Bacon, vous avez dit Bacon ?

Je pour­rais, en ces pre­miers jours du tra­di­tion­nel “sep­tem­broc­tobre” édi­to­rial, enton­ner à l’instar de bien d’autres la sem­pi­ter­nelle “Com­plainte des grin­cheux”, déplo­rant haut et fort l’hénaurme quan­tité de romans (683 cette année à ce qu’il paraît) mis en vente entre la fin du mois d’août et celle du mois d’octobre. Mais une myo­pie congé­ni­tale est sans doute cause de ce que les vues d’ensemble me demeurent obs­cures et cette masse de publi­ca­tions, par trop nébu­leuse à mes yeux, ne m’inspire aucun com­men­taire. Encline à m’attarder sur des points de détail quand je lis — dis­po­si­tion psy­cho­lo­gique consé­cu­tive à la néces­sité phy­sio­lo­gique d’exercer tou­jours une vision rap­pro­chée… — j’oublie ici la masse et ne m’intéresse qu’aux livres qui, reçus spon­ta­né­ment ou bien com­man­dés et atten­dus depuis long­temps, ont émergé à mon inten­tion de ladite masse. Et si je m’aventure à dis­cou­rir à pro­pos des “os” divers que doit par­fois mâcher un chro­ni­queur, ce n’est, sou­vent, que pour faire état de mes propres dif­fi­cul­tés — dans les­quelles j’ai sou­vent le nez plongé jusqu’à la suffocation…

Par exemple je ne puis souf­frir l’érotisme en lit­té­ra­ture. Cer­tain éro­tisme du moins. Sublimé par les figures de style, euphé­misé, sym­bo­lisé, méta­pho­risé — c’est-à-dire caché, voilé, dés­in­carné — je le trouve en géné­ral admi­rable. Mais il me devient insup­por­table lorsqu’il est crû­ment ins­crit dans le texte, par des mots sans détours qui font explo­ser la moi­teur glauque des fièvres char­nelles, la vis­quo­sité des sécré­tions, les effluves lourds des corps sur­chauf­fés — toute cette cor­po­réité m’indispose jusqu’à la nau­sée. Mes yeux sans que je les maî­trise réel­le­ment refusent de lire les phrases où logent des “foutre”, “ban­der”, “con”, “sexe”… et autres termes du même aca­bit. Me révulsent aussi les orgies sou­lô­gra­phiques, les corps com­plai­sam­ment mal­trai­tés, l’ordure de toute sorte dès lors qu’on étale cela abrup­te­ment sur les pages — ou les toiles — telle une sor­dide mar­me­lade putride.
Je sais bien que cette cris­pa­tion de tout mon être, ce spasme de rejet incoer­cible est d’ordre névro­tique — une névrose aux sources secrètes qu’il me répugne d’explorer, bien que leurs fleuves nuisent sou­vent à mes lec­tures. Faute de pou­voir pas­ser outre ces blo­cages qui, chez un chro­ni­queur, ne devraient pas avoir voix au cha­pitre, je pré­fère écrire noir sur blanc qu’ils me tiennent dans leurs rets. Que les auteurs qui auront à en pâtir me pardonnent.

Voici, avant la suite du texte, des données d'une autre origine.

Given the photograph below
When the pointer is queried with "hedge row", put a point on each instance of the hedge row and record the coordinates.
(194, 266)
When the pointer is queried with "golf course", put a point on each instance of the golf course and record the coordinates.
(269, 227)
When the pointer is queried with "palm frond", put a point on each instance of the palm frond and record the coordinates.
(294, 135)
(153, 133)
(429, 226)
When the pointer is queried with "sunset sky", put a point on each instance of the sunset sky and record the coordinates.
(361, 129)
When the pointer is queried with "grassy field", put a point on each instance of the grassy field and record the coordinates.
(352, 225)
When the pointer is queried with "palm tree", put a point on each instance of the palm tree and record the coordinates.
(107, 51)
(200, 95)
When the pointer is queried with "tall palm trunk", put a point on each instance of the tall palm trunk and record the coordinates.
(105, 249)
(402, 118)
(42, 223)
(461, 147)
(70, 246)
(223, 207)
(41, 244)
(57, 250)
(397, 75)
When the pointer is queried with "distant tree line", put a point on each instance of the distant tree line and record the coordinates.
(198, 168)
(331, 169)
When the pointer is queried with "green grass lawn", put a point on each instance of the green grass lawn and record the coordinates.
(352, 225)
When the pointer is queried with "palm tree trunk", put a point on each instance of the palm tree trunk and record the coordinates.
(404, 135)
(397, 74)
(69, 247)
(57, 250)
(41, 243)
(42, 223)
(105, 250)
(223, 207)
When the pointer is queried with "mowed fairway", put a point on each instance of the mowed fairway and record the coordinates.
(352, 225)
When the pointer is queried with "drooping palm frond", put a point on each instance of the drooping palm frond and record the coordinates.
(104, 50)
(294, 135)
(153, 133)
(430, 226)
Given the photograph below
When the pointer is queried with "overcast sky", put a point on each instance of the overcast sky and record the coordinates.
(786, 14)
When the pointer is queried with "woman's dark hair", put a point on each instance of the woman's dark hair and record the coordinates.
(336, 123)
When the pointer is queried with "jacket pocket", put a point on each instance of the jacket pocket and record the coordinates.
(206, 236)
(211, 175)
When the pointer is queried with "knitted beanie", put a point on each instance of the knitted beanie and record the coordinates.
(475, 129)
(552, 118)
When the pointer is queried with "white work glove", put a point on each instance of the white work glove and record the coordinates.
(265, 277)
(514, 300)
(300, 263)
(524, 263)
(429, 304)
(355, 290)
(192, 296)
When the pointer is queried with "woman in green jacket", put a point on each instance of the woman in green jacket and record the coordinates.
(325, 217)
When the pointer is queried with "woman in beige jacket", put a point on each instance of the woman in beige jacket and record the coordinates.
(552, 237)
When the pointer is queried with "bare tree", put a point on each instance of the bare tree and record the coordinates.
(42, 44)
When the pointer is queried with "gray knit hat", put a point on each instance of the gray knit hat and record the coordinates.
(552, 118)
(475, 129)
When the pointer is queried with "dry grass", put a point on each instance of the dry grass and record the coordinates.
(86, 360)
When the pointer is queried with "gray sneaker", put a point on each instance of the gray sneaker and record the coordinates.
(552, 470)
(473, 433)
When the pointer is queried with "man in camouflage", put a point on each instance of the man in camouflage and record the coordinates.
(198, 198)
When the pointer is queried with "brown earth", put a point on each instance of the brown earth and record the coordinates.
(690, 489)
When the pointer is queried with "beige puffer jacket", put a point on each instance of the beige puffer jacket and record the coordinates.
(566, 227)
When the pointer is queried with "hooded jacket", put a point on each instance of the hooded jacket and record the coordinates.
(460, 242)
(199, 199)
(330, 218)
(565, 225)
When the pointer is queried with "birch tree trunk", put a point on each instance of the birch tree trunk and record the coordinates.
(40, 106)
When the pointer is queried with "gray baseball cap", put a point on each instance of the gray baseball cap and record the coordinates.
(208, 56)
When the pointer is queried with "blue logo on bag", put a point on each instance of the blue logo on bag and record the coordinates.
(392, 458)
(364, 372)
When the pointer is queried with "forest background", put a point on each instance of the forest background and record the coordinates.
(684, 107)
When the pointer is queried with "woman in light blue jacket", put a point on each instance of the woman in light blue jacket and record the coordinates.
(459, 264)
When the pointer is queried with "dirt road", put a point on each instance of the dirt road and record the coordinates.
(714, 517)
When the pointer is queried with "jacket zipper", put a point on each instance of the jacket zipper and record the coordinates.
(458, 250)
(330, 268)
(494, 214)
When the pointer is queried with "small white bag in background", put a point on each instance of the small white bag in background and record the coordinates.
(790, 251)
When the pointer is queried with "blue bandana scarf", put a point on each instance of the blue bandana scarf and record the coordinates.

Qu’Alain Absire me par­donne, donc… Cou­rant juillet, je rece­vais de sa part le livre1 qu’il devait publier à l’occasion de la ren­trée et dont je connais­sais le thème : une fic­tion ins­pi­rée par la rela­tion pas­sion­nelle que le peintre Fran­cis Bacon entre­tint avec George Dyer, son modèle et amant qui se donna la mort à la veille de l’inauguration de la grande rétros­pec­tive pari­sienne orga­ni­sée au Grand Palais en 1971. J’accueillis ce livre avec jubi­la­tion ; por­teur d’une dédi­cace à vif, et magni­fique, il me ten­dait les pages… Très vite pour­tant sur­git le malaise. Il m’est d’autant plus dif­fi­cile de l’avouer que je viens de lire ce qu’Hugo Mar­san vient d’écrire, avec cha­leur et émo­tion, à pro­pos de ce roman.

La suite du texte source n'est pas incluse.